Ne leur ressemblez pas, c’est-à-dire « ne les imitez pas » ; il ne faut pas
que les chrétiens agissent en cela comme les païens. - Car votre Père sait. La battologie est en conséquence
une chose ridicule, inutile, bien plus, injurieuse à Dieu, qu’elle suppose dénuée ou de science ou de bonté à
notre égard. Il connaît tous nos besoins avant d’avoir entendu nos gémissements et nos demandes ; il n’est
donc pas nécessaire qu’on lui fasse mille raisonnements pour le convaincre. - Mais pourquoi le prier, s’il sait tout d’avance ? S. Jean Chrysost. répond : « Non pour que tu lui fasses la leçon, mais pour que tu le
fléchisses. Pour que par le grand nombre de tes supplications tu lui deviennes familier, pour que tu t’humilies
et te rappelles tes péchés. », In Matth. hom. 19.

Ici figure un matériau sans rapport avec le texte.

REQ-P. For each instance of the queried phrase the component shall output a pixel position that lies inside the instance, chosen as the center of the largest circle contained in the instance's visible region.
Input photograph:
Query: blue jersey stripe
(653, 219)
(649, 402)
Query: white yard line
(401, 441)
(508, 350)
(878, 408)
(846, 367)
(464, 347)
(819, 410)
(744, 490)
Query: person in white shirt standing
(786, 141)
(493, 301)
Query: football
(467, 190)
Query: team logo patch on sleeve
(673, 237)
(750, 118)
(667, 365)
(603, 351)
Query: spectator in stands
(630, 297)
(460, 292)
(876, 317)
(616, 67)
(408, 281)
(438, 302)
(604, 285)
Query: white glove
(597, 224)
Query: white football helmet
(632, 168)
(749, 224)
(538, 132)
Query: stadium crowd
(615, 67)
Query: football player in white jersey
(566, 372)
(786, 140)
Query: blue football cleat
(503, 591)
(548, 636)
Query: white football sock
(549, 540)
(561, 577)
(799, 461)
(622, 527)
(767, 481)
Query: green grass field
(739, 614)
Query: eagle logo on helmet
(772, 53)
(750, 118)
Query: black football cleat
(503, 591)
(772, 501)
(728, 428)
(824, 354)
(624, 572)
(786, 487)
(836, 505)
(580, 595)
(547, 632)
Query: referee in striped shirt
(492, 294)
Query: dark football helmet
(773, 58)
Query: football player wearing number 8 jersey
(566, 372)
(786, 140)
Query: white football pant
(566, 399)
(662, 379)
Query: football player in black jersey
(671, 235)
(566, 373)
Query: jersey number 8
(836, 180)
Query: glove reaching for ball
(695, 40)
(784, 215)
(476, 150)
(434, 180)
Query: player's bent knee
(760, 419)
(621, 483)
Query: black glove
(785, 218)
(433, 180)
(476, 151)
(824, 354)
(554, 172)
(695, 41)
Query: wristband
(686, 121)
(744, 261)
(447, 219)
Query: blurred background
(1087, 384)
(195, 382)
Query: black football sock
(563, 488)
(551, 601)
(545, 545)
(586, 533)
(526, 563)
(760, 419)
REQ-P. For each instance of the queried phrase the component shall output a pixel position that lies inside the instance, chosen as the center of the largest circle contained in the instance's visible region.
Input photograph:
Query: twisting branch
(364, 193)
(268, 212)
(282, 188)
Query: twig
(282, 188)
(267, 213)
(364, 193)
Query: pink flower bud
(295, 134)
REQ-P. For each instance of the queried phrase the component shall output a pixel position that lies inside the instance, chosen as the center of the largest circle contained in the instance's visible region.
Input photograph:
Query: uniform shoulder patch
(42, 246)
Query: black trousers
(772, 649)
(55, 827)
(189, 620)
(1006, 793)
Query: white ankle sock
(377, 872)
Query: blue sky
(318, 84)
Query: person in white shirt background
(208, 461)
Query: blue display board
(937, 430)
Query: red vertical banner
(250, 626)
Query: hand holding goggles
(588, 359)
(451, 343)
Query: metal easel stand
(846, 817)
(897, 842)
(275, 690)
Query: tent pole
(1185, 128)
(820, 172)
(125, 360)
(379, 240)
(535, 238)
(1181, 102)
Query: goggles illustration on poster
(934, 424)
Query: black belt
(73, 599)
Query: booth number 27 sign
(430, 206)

Nos prières doivent être fréquentes mais courtes, de peur que notre ennemi ne prenne occasion d'une prière trop prolongée pour jeter ses pernicieuses insinuations dans notre âme.
Sommes-nous convaincus que " nous ne savons que demander pour prier comme il faut " (Rm 8, 26) ? Demandons-nous à Dieu " les biens convenables " ? Notre Père sait bien ce qu’il nous faut, avant que nous le lui demandions (cf. Mt 6, 8) mais il attend notre demande parce que la dignité de ses enfants est dans leur liberté. Or il faut prier avec son Esprit de liberté, pour pouvoir connaître en vérité son désir (cf. Rm 8, 27).